If the old volumeID 0001-00013-site1-storage-0000000000000001-b0285c97-a0ce-11eb-8c66-0242ac110002 contains the site1-storage as the clusterID, now Ceph-CSI will look for the corresponding clusterID site2-storage from the above configmap. If the clusterID mapping is found now Ceph-CSI will look for the poolID mapping ie mapping between 1 and 2.

Example:- pool with the same name exists on both the clusters with different IDs Replicapool with ID 1 on site1 and Replicapool with ID 2 on site2.

After getting the required mapping Ceph-CSI has the required information to get more details from the rados OMAP. If we have multiple clusterID mapping it will loop through all the mapping and checks the corresponding pool to get the OMAP data. If the clusterID mapping does not exist Ceph-CSI will return a Not Found error message to the caller.
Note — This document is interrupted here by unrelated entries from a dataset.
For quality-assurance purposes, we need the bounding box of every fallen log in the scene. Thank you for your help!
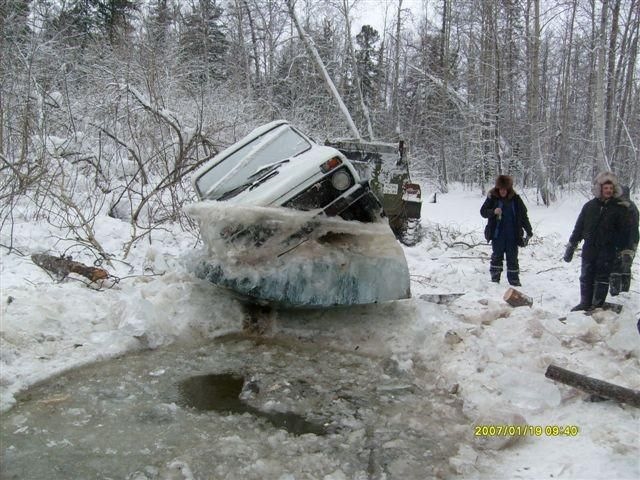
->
[544,364,640,407]
[31,253,109,282]
[502,288,533,307]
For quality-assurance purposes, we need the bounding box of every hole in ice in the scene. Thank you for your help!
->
[178,373,327,435]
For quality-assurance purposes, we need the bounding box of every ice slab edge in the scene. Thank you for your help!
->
[195,255,411,307]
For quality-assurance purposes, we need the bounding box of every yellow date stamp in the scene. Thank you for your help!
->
[473,424,580,437]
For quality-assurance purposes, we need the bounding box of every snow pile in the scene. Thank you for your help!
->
[0,184,640,479]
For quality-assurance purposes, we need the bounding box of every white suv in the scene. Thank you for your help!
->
[193,120,382,222]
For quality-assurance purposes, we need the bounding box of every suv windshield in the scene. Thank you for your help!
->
[196,125,311,200]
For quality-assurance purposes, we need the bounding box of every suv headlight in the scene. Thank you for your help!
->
[331,170,351,192]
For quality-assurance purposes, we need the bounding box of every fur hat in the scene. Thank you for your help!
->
[591,172,622,198]
[496,175,513,192]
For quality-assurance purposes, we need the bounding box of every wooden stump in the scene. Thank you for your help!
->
[503,288,533,307]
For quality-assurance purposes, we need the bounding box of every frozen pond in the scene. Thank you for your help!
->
[0,316,469,480]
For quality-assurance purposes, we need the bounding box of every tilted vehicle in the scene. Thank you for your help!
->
[187,120,410,307]
[325,139,422,246]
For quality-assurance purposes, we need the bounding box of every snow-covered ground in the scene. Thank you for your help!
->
[0,182,640,479]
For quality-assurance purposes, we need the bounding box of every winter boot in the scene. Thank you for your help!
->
[571,282,593,312]
[489,265,502,283]
[609,272,622,297]
[571,302,593,312]
[591,282,609,308]
[507,268,522,287]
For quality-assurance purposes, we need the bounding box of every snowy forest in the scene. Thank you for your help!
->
[0,0,640,257]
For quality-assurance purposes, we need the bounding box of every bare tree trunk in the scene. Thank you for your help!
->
[342,0,373,140]
[440,0,451,193]
[558,0,577,180]
[604,0,620,167]
[391,0,402,133]
[593,0,611,171]
[527,0,551,206]
[287,0,362,139]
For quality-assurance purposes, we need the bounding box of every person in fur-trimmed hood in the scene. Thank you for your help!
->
[480,175,533,286]
[563,172,629,311]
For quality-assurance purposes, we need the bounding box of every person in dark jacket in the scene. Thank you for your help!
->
[609,186,640,296]
[563,172,629,312]
[480,175,533,286]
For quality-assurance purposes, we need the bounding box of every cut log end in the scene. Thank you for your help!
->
[31,253,109,282]
[544,364,640,407]
[503,288,533,307]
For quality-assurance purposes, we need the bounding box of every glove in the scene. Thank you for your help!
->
[562,243,577,263]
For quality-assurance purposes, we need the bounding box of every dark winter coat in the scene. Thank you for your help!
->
[569,176,631,261]
[620,194,640,251]
[480,188,533,247]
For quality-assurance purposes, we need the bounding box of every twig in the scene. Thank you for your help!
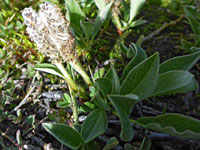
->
[11,76,36,113]
[142,15,184,43]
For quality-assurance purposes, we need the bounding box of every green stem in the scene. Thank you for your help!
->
[69,61,93,86]
[69,88,79,124]
[55,62,78,92]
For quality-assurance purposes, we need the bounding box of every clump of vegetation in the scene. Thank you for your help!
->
[0,0,200,150]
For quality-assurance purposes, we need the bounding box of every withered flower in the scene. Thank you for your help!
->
[22,2,92,86]
[22,2,77,63]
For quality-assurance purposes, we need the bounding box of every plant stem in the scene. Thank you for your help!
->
[69,61,93,86]
[69,87,79,124]
[55,62,78,92]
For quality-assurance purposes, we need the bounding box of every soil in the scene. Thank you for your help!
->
[0,2,200,150]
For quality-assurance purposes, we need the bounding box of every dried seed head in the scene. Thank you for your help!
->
[22,3,77,62]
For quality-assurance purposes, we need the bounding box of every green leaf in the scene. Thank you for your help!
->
[129,0,145,23]
[94,0,106,10]
[94,97,111,111]
[120,53,159,100]
[65,0,85,29]
[140,137,151,150]
[95,78,112,96]
[63,93,71,103]
[26,115,35,126]
[108,94,138,141]
[93,68,105,80]
[103,137,119,150]
[92,3,112,39]
[105,67,120,94]
[34,63,63,78]
[122,0,130,22]
[121,44,147,81]
[136,34,144,47]
[56,93,71,108]
[119,42,128,55]
[159,52,200,74]
[81,109,108,143]
[131,113,200,139]
[80,101,97,113]
[152,71,198,96]
[42,123,83,149]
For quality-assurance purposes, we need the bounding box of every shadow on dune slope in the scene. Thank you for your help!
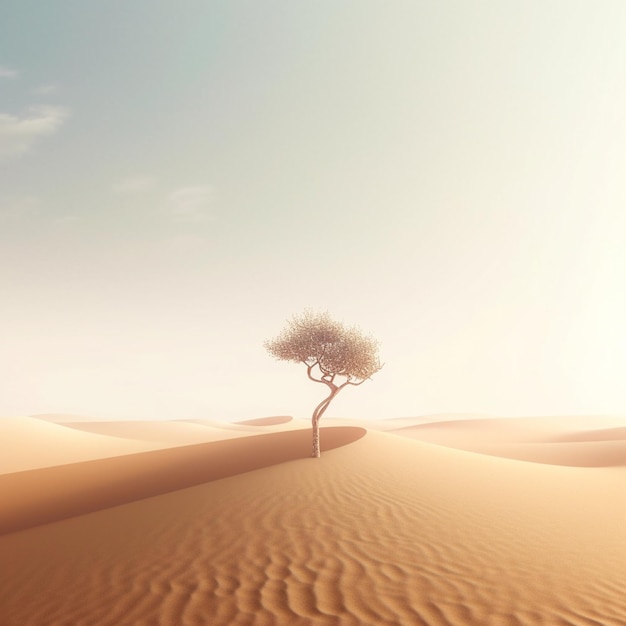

After failover to the cluster site2-storage, the admin might have created new PVCs on the primary cluster site2-storage. Later after recovering the cluster site1-storage, the admin might choose to failback from site2-storage to site1-storage. Now admin needs to copy all the newly created kubernetes artifacts to the failback cluster. For clusterID mapping, the admin needs to copy the above-created configmap ceph-clusterid-mapping to the failback cluster. When Ceph-CSI receives a CSI/Replication request for the volumes created on the site2-storage it will decode the volumeID and retrieves the clusterID ie site2-storage. In the above configmap ceph-clusterid-mapping the site2-storage is the value and site1-storage is the key in the clusterIDMapping entry.

Ceph-CSI will check both key and value to check the clusterID mapping. If it is found in key it will consider value as the corresponding mapping, if it is found in value place it will treat key as the corresponding mapping and retrieves all the poolID details of the cluster.

This mapping on the remote cluster is only required when we are doing a failover operation from the primary cluster to a remote cluster. The existing volumes that are created on the remote cluster does not require any mapping as the volumeHandle already contains the required information about the local cluster ( clusterID, poolID etc).

Note:- To use a mirrored and promoted RBD image on a secondary site during a failover, you need to replace the primary monitor addresses with the IP addresses of the secondary cluster in the ceph-csi-config. Otherwise, Ceph-CSI won't be able to use the volumes, and application pods will become stuck in the ContainerCreating state. Thus, during failover, both clusters will have the same monitor IP addresses.